Task 3: Establish direct deposit.
Most employers will automatically deposit your paycheck into the bank account of your choosing. You can even split it between checking and savings! All you need to do is fill out a simple form and you'll avoid long bank lines and paperwork. The bonus: Your money will show up in your account faster than if you had waited for the check to clear.
Task 4: Automate your bill payment.
Just as you can elect to have money funneled into your savings automatically, you can elect to have bills paid automatically by your bank. This system means less check writing, less stamp buying, spending less time schlepping to the bank and—most importantly—fewer late payments that can sabotage your credit score. It makes the most sense to automate the bills that will be for the same amount every month so that you don't come up short: mortgage or rent, student loans (you'll get a deduction on the interest rates by electing auto bill pay), health club, insurance and so forth.

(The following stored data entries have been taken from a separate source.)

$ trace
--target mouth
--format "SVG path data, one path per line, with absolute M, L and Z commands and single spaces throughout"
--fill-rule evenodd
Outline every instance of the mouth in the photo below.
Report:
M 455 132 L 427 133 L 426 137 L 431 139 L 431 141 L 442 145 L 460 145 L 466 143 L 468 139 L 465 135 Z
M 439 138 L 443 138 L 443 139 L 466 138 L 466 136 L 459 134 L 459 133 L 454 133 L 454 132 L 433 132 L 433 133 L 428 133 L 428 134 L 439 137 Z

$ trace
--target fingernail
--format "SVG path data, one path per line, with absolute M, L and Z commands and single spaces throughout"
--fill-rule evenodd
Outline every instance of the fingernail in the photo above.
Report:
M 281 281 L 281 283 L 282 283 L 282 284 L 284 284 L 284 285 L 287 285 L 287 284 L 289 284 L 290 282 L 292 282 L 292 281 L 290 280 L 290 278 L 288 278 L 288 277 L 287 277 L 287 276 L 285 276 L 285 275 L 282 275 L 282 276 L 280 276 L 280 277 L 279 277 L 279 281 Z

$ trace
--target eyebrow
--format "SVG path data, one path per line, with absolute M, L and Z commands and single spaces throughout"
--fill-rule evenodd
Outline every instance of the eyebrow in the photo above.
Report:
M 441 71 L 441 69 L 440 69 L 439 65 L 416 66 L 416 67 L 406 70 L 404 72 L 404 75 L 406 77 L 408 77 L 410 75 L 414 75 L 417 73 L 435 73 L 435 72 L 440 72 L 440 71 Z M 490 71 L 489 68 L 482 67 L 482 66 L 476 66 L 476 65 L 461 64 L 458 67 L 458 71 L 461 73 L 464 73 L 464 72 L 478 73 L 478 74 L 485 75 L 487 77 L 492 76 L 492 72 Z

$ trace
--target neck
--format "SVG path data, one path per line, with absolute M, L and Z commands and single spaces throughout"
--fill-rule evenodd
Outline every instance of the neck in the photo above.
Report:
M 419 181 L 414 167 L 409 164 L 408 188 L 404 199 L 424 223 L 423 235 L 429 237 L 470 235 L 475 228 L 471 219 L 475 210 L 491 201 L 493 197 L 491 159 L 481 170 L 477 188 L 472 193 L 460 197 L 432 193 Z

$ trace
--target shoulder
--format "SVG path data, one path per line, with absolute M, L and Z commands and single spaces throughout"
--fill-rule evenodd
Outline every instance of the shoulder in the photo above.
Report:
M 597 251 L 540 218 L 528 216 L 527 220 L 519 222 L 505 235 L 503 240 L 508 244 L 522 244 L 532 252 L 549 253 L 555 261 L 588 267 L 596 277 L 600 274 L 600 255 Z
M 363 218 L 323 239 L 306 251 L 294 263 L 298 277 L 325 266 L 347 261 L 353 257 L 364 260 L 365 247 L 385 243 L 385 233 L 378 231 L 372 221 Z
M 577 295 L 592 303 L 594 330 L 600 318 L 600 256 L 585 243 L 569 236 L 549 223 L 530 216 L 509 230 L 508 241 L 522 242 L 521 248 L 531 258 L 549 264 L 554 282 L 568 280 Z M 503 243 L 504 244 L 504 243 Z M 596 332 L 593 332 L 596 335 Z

Task 5: Give your savings a bonus.
Every time a little extra money comes your way, earmark all or at least part of it for savings. This is one of the best ways you can give yourself a financial boost.
Where is this extra money going to come from? Here are a few ideas:
- Tax refunds: Deposit refund checks straight into savings. It's found money. Or, better yet, check with your payroll department to see if those refunds are coming because you're withholding more than you need to. If you are, withhold less and put the extra cash from each paycheck into savings so some of that money is earning interest all year.
- Your bonus: You may have been counting on some of your bonus to cover expenses, but be sure to sock a generous percentage of it away into your savings.
- Paid-off credit cards or other loans: Your car is paid off? Fantastic. The $359 (or whatever) you were paying to the car lender should go straight into your savings. A few transactions like this and your savings balance will soar!
- Your next raise: You've already been living on the money you're making now. Pretend you didn't even get a raise, and automatically bank the difference in your savings account.